The JX-594 virus used in the study is an attenuated version of a live vaccinia virus vaccine that had been used during the smallpox eradication campaign. The vaccinia virus is ideally suited for intravenous (i.v.) delivery as it is resistant to complement and antibody-mediated neutralization in the blood. It can spread to distant tissues, which is important for the treatment of systemic disease, and because of its relatively large size, it is preferentially deposited in tumours, where the neovasculature has increased permeability. Attenuation of JX-594 was achieved through inactivation of its thymidine kinase gene. It was further engineered to express β-galactosidase, allowing the detection of viral replication, as well as granulocyte–macrophage colony-stimulating factor (GM-CSF) to stimulate antitumour immunity. The selective replication of JX-594 in cancer cells is facilitated by its dependence on the EGFR–RAS pathway, which is commonly activated in epithelial tumours, as well as by thymidine kinase elevation and downregulation of type 1 interferon signalling in many cancer cells.

The virus had previously been tested in a Phase I trial of intratumoural injection in patients with liver cancer, where it was associated with replication in cancer cells, expression of biologically active GM-CSF and tumour destruction. Now, in a Phase I dose-escalation trial of a single i.v. infusion in 23 patients with advanced, treatment-refractory solid tumours, the authors set out to test whether the virus can be administered in a systemic fashion for the treatment of metastatic disease.

In eight patients who had received the highest doses, delivery and replication of the virus in tumour tissues were confirmed by immunohistochemical staining for β-galactosidase and by PCR in tumour biopsy samples obtained 8–10 days after treatment. In these patients, tumour-adjacent and intermixed normal tissues were negative for viral replication, and immediately adjacent epithelium showed uptake of the virus without replication. Three of these patients had significantly elevated blood levels of GM-CSF. Overall, the authors report dose-related antitumour activity with a reduction in new tumour outgrowth and suppression of microscopic tumour foci in high-dose patients. The treatment was generally well tolerated, with side effects including flu-like symptoms lasting up to 24 hours. Repeated i.v. dosing is currently being assessed.

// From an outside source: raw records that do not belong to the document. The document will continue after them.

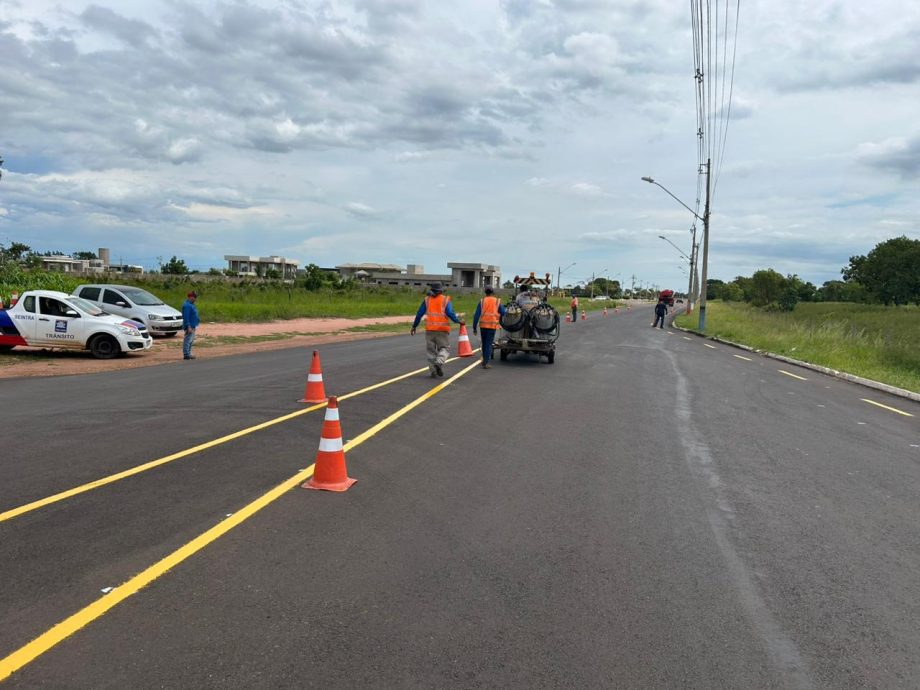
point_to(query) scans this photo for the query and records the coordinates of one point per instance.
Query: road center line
(891, 409)
(118, 476)
(88, 614)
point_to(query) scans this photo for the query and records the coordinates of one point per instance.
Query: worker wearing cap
(437, 309)
(487, 317)
(190, 322)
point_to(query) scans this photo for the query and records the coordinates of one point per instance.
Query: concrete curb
(868, 383)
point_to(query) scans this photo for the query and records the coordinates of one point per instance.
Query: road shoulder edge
(852, 378)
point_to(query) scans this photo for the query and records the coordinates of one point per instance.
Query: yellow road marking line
(88, 614)
(83, 488)
(892, 409)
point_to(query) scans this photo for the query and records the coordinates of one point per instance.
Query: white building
(261, 265)
(474, 276)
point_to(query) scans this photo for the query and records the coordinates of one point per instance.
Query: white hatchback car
(135, 304)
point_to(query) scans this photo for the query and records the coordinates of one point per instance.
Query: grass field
(873, 341)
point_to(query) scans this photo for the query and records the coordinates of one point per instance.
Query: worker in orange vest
(437, 309)
(487, 317)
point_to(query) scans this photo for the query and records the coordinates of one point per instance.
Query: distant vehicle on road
(136, 304)
(46, 318)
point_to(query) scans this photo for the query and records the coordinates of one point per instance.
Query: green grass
(872, 341)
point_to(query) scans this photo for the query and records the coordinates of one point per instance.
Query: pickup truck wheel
(104, 347)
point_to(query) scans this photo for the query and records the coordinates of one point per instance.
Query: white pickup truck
(45, 318)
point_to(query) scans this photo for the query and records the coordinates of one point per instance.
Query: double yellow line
(118, 476)
(85, 616)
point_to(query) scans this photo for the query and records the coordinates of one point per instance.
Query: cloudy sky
(509, 132)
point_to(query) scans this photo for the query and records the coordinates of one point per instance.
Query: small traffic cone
(315, 391)
(330, 473)
(464, 349)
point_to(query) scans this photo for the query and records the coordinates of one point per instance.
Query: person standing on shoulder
(661, 309)
(190, 323)
(437, 309)
(487, 317)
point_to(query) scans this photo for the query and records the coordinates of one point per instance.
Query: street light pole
(705, 219)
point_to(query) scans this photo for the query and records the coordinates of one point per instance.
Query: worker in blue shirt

This study is the first to demonstrate dose-related delivery, replication and transgene expression from a viral vector in metastatic solid tumours in humans after i.v. administration. The authors point out that oncolytic poxviruses can be engineered to express several proteins and/or small interfering RNA, thereby providing a technology platform for the selective expression of high concentrations of complementary therapeutic and imaging molecules in metastatic solid tumours.